With the passing of the Airline Deregulation Act of 1978 airline carriers were provided with new freedoms to expand their route systems and the flexibility to develop innovative pricing structures. This flexibility allowed the carrier to further grow into new markets. However, deregulation brought about many unwanted hostile takeovers and mergers. The move was on by many airlines to become giants in the industry. Either be taken over or take over other air carriers. Unions were being busted to cut personnel payrolls to increase profits. Non-union carriers like People Express triggered airfare wars which cost the airline industry close to a 100 million dollars.


Frank Lorenzo, owner of Texas International Airlines, took over People Express, Continental Airlines , New York Air and Eastern Airlines in the early 1970's and 1980's. Upon control of Continental, Lorenzo file for reorganization under the bankruptcy laws. He then laid off his work force and brought in non-union workers and restarted the airline.  

This move allowed him to cut union personnel wages in half by bring in non-union workers. Lorenzo then slashed airfares causing an airfare war throughout the industry. Airlines had great difficulty in keeping their doors open. Many air carriers had to merge in order to survive. Lorenzo, with a desire to have major control of air passenger industry, sought and gained control over Eastern Airlines and Frontier Airlines.  

This move made Texas Airline one of the biggest airlines in the country. The move by Lorenzo forced the merger of many air carriers in order to remain viable. Air carriers could not compete with current airfares unless they merged with other carriers. TWA acquired Ozark, Delta Airlines acquired Western Airlines and Northwest acquired Republic Airlines.    

Lorenzo was not satisfied. Driven by profits, Lorenzo requested machinists of Eastern Airlines to take a pay cut. However, the machinist union refused to do so. This brought about a war between labor and management. The machinist union IAM (International Association of Machinist and Aerospace Workers) called for a strike. The strike brought about air passenger delay and the company began loosing millions in daily revenues.  

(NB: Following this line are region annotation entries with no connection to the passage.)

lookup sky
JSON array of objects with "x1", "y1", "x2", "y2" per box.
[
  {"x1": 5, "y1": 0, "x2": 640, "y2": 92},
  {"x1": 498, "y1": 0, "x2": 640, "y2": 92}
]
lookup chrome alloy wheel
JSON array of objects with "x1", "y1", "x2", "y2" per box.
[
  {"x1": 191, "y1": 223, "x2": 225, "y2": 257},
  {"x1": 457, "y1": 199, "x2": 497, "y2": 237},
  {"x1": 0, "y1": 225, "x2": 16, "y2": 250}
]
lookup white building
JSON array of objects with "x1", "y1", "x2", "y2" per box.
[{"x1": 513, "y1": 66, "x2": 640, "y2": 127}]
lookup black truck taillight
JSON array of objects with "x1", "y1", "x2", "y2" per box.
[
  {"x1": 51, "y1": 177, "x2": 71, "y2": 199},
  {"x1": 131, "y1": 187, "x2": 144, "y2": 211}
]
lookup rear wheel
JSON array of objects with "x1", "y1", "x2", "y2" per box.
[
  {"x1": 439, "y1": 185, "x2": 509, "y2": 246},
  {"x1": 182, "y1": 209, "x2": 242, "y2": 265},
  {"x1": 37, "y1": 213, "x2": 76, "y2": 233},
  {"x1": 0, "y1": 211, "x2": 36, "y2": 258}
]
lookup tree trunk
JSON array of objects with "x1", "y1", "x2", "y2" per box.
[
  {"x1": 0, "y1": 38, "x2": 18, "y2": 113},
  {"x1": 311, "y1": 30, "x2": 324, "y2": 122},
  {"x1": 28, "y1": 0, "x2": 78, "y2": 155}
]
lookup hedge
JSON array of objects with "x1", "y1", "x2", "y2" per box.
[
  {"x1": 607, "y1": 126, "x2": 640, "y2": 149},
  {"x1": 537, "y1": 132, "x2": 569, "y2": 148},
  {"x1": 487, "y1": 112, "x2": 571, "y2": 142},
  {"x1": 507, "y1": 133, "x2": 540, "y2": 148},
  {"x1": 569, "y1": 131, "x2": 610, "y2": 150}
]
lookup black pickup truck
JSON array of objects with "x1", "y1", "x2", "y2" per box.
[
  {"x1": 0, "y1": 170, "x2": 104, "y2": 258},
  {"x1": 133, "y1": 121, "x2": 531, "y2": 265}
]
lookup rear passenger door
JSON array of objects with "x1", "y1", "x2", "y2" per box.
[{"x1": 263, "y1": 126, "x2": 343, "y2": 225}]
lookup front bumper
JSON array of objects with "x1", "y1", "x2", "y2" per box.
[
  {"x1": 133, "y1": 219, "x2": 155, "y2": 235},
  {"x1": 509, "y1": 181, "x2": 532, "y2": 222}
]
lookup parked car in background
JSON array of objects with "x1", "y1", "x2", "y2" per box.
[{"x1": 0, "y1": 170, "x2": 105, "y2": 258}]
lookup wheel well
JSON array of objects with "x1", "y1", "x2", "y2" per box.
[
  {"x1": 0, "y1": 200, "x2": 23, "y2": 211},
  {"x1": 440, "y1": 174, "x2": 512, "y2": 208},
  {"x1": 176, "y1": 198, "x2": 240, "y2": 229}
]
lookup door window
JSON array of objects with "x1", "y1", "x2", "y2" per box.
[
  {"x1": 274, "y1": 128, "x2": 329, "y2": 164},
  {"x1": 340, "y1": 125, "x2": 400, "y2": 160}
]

The United States Bankruptcy Court intervened after a creditor brought suit against Eastern Airlines. The court very much aware of Lorenzo's labor practice, appointed Martin Shugrue as temporary trustee over Eastern. Eastern was unable to overcome its fiscal downfall and as a result was forced to close its door. Many had accused Lorenzo of selling off assets and transferring Eastern's aircrafts to Texas Air. 

Other accusations included depleting Eastern's pension fund. Many felt Lorenzo was only interested in purchasing defunct air carriers in order to strip the carriers of its assets. This was a major blow to Lorenzo's credibility in the business community. In the summer of 1991, Lorenzo sold off most of his investments with Continental Airlines. This allowed Continental to further grow as a result of IAM and other unions had kick up a storm.   

The Scandinavian airline that bought Continental also insisted that Lorenzo leave, and signed a pact to stay out of the airline business for seven years. But that didn't stop Lorenzo from trying to start up another small airline in Baltimore, which he ironically wanted to call Friendship, in 1993. After a flurry of union protest, the U.S. Department of Transportation denied Lorenzo's bid to establish the airline, saying he was unfit to fly "in accord with the public interest."